Volleyballers Serve Well for Ad Campaign

If sexiness sells, pro beach volleyball should be an advertiser's dream.

Its stars men and women who wear shorts and bikinis. Their bodies are sculpted for their sport. They spend a lot of time at the beach.

An article in the New York Times looks at a new campaign for the Association of Volleyball Professionals' (AVP) 2009 season.

"What if, say, the association that puts on beach volleyball tournaments -- where young athletes compete against each other dressed in nothing but swimsuits, visors and sunglasses -- wants to run a campaign featuring close-up photographs of its volley girls and volley boys in all their muscled, sun-tanned glory?

The answer, most likely, would be another question: How speedily could they get into their Speedos?

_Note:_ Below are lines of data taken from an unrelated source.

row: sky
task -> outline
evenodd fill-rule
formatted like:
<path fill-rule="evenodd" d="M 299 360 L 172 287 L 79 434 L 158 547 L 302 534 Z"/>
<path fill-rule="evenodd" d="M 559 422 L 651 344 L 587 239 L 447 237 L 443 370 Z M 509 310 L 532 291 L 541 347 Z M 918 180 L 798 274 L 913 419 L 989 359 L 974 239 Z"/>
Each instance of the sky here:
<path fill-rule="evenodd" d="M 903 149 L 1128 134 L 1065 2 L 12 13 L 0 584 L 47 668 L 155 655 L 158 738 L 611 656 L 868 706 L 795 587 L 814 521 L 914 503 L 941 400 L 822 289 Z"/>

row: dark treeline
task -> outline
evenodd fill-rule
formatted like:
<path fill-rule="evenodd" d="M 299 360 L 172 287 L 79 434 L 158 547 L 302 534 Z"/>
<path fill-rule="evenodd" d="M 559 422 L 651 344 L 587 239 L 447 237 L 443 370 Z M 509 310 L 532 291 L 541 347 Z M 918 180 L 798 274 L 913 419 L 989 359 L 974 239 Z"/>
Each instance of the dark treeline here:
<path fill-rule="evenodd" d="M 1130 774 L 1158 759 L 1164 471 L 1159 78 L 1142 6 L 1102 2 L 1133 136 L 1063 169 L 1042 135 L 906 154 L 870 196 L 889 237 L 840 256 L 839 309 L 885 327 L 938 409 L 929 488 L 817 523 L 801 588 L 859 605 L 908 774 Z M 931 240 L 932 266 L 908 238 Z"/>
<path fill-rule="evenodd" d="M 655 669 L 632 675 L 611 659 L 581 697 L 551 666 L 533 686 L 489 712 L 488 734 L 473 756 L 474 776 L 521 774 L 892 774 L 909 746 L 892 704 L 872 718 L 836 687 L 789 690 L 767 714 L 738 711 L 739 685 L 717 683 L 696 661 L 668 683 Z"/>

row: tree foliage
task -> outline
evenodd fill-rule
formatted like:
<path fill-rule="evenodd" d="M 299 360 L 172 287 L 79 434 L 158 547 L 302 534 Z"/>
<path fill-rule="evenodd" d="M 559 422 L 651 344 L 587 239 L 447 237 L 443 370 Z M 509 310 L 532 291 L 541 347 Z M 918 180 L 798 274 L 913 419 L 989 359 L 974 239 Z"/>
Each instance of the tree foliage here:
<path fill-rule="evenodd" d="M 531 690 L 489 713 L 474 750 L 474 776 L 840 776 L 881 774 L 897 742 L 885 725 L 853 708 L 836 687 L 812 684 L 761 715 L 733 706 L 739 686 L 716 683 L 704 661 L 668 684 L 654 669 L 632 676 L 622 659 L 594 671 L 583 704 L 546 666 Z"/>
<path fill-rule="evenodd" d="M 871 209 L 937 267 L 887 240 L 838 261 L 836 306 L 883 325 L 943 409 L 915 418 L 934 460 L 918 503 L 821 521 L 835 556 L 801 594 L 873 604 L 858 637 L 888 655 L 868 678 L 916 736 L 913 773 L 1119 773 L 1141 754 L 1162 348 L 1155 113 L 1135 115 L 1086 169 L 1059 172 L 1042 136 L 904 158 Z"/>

That is what the association, the AVP (Association of Volleyball Professionals), is doing in its campaign for the 2009 professional beach volleyball tour. Print, online and outdoor advertisements present AVP players dressed (or undressed) for work, among them Phil Dalhausser, Holly McPeak, Mike Morrison, Todd Rogers, Sean Scott, Tyra Turner and Kerri Walsh."


Project Design, of Torrance, created the campaign with the AVP. 

"We looked at hundreds and hundreds and hundreds of photographs, and we didn't find a bad-looking body, not one," Andrew Edelstein, of Project Design, told the New York Times.

Edelstein told the Times the campaign is geared toward the sport, not just the tanned and sand-covered bodies that play the game.

The AVP has several Southland events, including the 2009 AVP Crocs Tour Riverside Open on April 17-19.